Lo spostamento delle scadenze al 31 maggio è improponibile. Ci auguriamo che, per quella data, il nostro paese abbia ripreso a marciare e quindi è necessario pensare di fermare i pagamenti per almeno nove mesi, per poi avviare una dilazione di ciò che sarà dovuto.
Naturalmente questa misura va estesa anche alle imprese che fatturano più di 2 milioni di euro e meno di cinquanta milioni (lo spostamento dei pagamenti dal 16 al 30 marzo è a dir poco offensivo), mentre ha un senso pensare ad altre misure di sostegno per chi fattura più di 50-100 milioni di euro per la salvaguardia dell’occupazione in primis.
E’ necessario, inoltre, sospendere (oltre alle cartelle di rottamazione e stralcio) anche gli avvisi bonari ed introdurre una dilazione per i ruoli articolo 19 DPR 602/73.
Tralasciamo commenti sull’allungamento di due anni dei termini di prescrizione dell’Agenzia delle Entrate, non fosse altro perché il sol fatto di averci pensato in un così grave periodo di crisi è inconcepibile.
Riteniamo, invece, che sia necessario eliminare l’Irap per il 2020, introducendo piuttosto, (in via sperimentale), una Flat Tax, abbinata, magari, ad una nuova e più consistente rottamazione dei debiti fiscali, in maniera tale da tentare di rimettere in moto l’economia italiana.
Quanto alle integrazioni salariali, poi, si pensi subito a strumenti finanziari urgenti ed immediati per assicurare direttamente l’indennizzo ai lavoratori mese per mese. Le imprese, purtroppo, questa volta potrebbero non essere in grado di anticipare le somme per la cassa integrazione, e senza voler entrare nel merito della questione, se le imprese non producono, inevitabilmente viene meno anche lo strumento della compensazione.
Infine, una proposta di tutela del made in Italy. Questa crisi sta distruggendo le quotazioni di borsa delle nostre aziende; sarebbe auspicabile, quindi, introdurre una sorta di clausola di salvaguardia per evitare che tutto finisca nelle mani degli sciacalli.

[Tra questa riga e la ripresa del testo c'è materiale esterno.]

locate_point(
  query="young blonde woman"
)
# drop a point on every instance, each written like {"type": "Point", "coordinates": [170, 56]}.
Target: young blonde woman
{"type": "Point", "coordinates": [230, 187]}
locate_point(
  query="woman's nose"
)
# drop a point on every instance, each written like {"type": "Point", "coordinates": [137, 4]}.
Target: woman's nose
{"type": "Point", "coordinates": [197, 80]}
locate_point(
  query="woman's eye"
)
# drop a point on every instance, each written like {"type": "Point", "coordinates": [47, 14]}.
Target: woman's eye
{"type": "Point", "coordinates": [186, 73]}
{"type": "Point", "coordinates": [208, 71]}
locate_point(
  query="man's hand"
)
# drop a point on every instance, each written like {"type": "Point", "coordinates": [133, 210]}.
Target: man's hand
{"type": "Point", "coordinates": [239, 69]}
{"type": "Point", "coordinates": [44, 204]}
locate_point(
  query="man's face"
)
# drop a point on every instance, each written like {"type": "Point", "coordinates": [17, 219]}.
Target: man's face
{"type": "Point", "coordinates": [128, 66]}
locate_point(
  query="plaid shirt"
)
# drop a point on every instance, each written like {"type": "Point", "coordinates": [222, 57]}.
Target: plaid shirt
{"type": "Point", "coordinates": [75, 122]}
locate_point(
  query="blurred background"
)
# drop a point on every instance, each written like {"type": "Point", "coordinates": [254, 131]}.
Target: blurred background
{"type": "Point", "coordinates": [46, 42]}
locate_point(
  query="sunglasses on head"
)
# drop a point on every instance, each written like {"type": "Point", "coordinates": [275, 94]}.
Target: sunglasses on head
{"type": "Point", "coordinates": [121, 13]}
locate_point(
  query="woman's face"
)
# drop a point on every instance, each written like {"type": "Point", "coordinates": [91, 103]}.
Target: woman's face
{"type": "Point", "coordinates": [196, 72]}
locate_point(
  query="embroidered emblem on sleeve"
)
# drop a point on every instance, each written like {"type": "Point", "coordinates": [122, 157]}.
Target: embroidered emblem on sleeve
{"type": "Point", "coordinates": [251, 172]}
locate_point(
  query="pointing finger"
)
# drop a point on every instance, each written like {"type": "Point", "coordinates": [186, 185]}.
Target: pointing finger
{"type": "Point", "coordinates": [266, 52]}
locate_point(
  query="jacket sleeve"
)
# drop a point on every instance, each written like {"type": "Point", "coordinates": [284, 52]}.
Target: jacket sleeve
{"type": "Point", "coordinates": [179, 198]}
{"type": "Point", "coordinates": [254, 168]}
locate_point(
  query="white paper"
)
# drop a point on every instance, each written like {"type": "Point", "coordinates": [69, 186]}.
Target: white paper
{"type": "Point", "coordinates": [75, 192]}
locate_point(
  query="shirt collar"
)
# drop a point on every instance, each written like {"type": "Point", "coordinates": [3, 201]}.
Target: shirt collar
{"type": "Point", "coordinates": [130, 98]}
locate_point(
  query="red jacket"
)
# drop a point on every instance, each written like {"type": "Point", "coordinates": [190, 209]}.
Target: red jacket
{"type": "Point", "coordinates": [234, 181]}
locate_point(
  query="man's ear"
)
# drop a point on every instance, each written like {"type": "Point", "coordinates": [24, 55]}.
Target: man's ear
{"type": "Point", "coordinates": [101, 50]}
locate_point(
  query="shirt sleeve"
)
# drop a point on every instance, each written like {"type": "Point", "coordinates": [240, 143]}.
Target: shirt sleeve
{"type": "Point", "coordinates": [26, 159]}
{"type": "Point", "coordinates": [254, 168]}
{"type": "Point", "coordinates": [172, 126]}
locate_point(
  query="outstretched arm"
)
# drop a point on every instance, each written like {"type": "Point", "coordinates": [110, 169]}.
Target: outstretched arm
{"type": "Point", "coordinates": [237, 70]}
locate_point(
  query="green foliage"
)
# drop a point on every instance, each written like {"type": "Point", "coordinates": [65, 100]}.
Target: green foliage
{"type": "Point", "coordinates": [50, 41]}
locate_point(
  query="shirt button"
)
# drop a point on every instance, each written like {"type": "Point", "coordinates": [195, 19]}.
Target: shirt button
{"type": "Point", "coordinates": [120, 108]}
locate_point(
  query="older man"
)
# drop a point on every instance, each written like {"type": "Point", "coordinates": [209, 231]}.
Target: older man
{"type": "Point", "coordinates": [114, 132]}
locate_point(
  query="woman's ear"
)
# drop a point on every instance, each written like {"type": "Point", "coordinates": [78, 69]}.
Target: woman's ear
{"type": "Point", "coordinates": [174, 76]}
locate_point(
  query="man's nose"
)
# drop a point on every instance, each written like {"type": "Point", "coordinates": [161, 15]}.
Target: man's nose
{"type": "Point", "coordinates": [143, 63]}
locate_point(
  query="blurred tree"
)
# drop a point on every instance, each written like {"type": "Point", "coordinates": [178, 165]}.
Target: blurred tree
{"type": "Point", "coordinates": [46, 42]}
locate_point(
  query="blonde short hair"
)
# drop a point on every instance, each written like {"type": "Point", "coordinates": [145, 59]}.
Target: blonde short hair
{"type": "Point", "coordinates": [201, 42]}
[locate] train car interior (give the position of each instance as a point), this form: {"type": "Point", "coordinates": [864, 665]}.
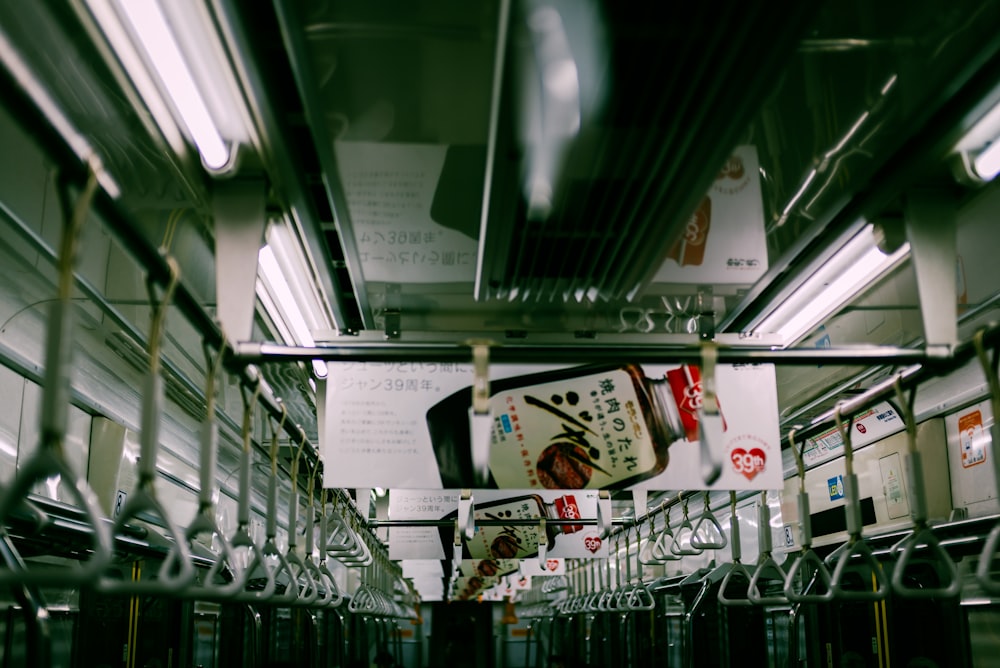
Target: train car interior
{"type": "Point", "coordinates": [505, 333]}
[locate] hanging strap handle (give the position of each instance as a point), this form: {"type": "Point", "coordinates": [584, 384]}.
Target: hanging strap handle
{"type": "Point", "coordinates": [766, 565]}
{"type": "Point", "coordinates": [684, 534]}
{"type": "Point", "coordinates": [856, 547]}
{"type": "Point", "coordinates": [205, 521]}
{"type": "Point", "coordinates": [707, 533]}
{"type": "Point", "coordinates": [984, 574]}
{"type": "Point", "coordinates": [176, 573]}
{"type": "Point", "coordinates": [49, 460]}
{"type": "Point", "coordinates": [807, 561]}
{"type": "Point", "coordinates": [736, 568]}
{"type": "Point", "coordinates": [921, 540]}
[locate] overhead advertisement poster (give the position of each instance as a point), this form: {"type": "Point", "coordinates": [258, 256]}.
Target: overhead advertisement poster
{"type": "Point", "coordinates": [496, 547]}
{"type": "Point", "coordinates": [724, 241]}
{"type": "Point", "coordinates": [406, 426]}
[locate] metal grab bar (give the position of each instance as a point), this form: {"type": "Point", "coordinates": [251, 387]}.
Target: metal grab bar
{"type": "Point", "coordinates": [983, 570]}
{"type": "Point", "coordinates": [307, 592]}
{"type": "Point", "coordinates": [638, 597]}
{"type": "Point", "coordinates": [176, 573]}
{"type": "Point", "coordinates": [331, 584]}
{"type": "Point", "coordinates": [855, 547]}
{"type": "Point", "coordinates": [736, 568]}
{"type": "Point", "coordinates": [807, 559]}
{"type": "Point", "coordinates": [49, 459]}
{"type": "Point", "coordinates": [274, 560]}
{"type": "Point", "coordinates": [241, 536]}
{"type": "Point", "coordinates": [765, 563]}
{"type": "Point", "coordinates": [684, 534]}
{"type": "Point", "coordinates": [322, 584]}
{"type": "Point", "coordinates": [921, 539]}
{"type": "Point", "coordinates": [259, 550]}
{"type": "Point", "coordinates": [205, 521]}
{"type": "Point", "coordinates": [705, 524]}
{"type": "Point", "coordinates": [661, 551]}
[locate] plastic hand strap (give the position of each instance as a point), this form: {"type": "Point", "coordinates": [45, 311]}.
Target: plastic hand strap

Bene sul fronte del credito la possibilità di congelare le operazioni a breve, medio e lungo termine fino al 30 settembre, incluso rinnovi automatici per le operazioni a breve e sospensione quasi automatica del versamento delle rate per mutui e operazioni di leasing, previo accordo dell’istituto di credito. E’ vero pure che tutto ciò non sarà sufficiente a sostenere le imprese per tutti gli altri impegni contratti nella gestione ordinaria, quando nessuno poteva immaginare che tutto potesse avere i risvolti che stiamo vivendo, anche perchè chi avrebbe dovuto raccontarci la verità, ha lasciato che le imprese operassero come se nulla stesse accadendo. E qui, evidentemente, si rende necessaria una poderosa iniezione di denaro da destinare alle PMI per far fronte agli impegni assunti che, in assenza di flussi, potrebbero generare un cataclisma di proporzioni inimmaginabili.
L’obiettivo principale – lo ripetiamo – è quello di salvare la vita agli italiani e dobbiamo operare tutti in questa direzione. Ma un imprenditore ha l’obbligo di guardare avanti per svolgere il suo ruolo al meglio, aspetto fondamentale quando il paese dovrà rialzarsi. E senza le PMI tutto questo ben difficilmente potrà avvenire.